AI and machine learning integration

Our custom machine learning solution integrated to IBM Process Mining provides predictions regarding the outcome of running cases for Lead Time and Total Cost KPIs. For example, it can predict whether a running case finishes late or exceeds the target cost.

While the data uploaded into IBM Process Mining describes a process by showing which steps have occurred and when, our custom machine learning solution adds additional information about future steps that haven't been executed yet. This additional information gives you the ability to react in advance in case of undesired process behaviors.

Furthermore, to increase the trustability of our model, explanations are provided to understand why the model is making those predictions, reasoning on the so-called influencers of the process.

Glossary

  • ML: stands for Machine Learning, which is the use and development of computer systems that are able to learn and adapt without following explicit instructions, by using algorithms and statistical models to analyze and draw inferences from patterns in data.

  • KPI: stands for Key Performance Indicator. It is a measurable value that demonstrates if a company is achieving key business objectives.

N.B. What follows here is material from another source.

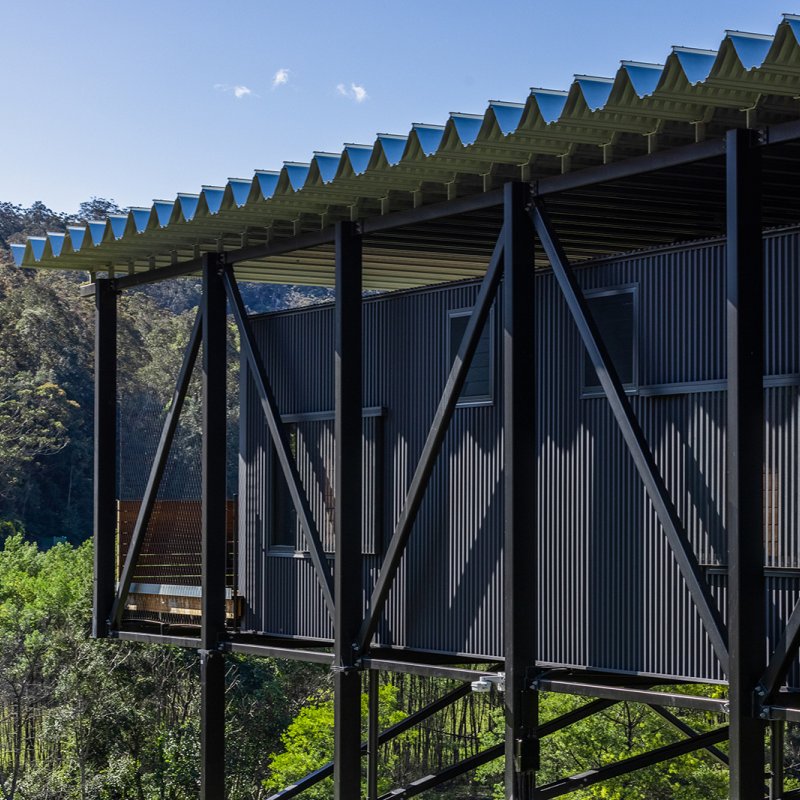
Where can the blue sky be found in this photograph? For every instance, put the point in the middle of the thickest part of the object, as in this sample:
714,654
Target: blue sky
136,101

    • For example, the total lead time of the process that must not exceed a certain threshold to not violate an SLA.
  • Prediction: The value that is provided by the Machine Learning model to indicate the outcome of each running case.

    • For example, the expected lead time or the expected total cost for a running case.
  • Influencer: The explanation related to the prediction of the machine learning model that is related to an attribute of the data set and can increase or decrease the prediction.

    • For example, Closure_type=Inheritance increases the prediction

Why

The main idea behind having a machine learning-based engine at our disposal is to provide both predictive power and a more fine-grained overview on the whole process and on single cases, be they completed or running.

The possibility to know in advance whether a case is likely to be late and the main reasons why, gives users the ability to act on the most problematic cases. Moreover, the available level of detail makes it possible to have a much better understanding of the interactions between relevant data and process activities.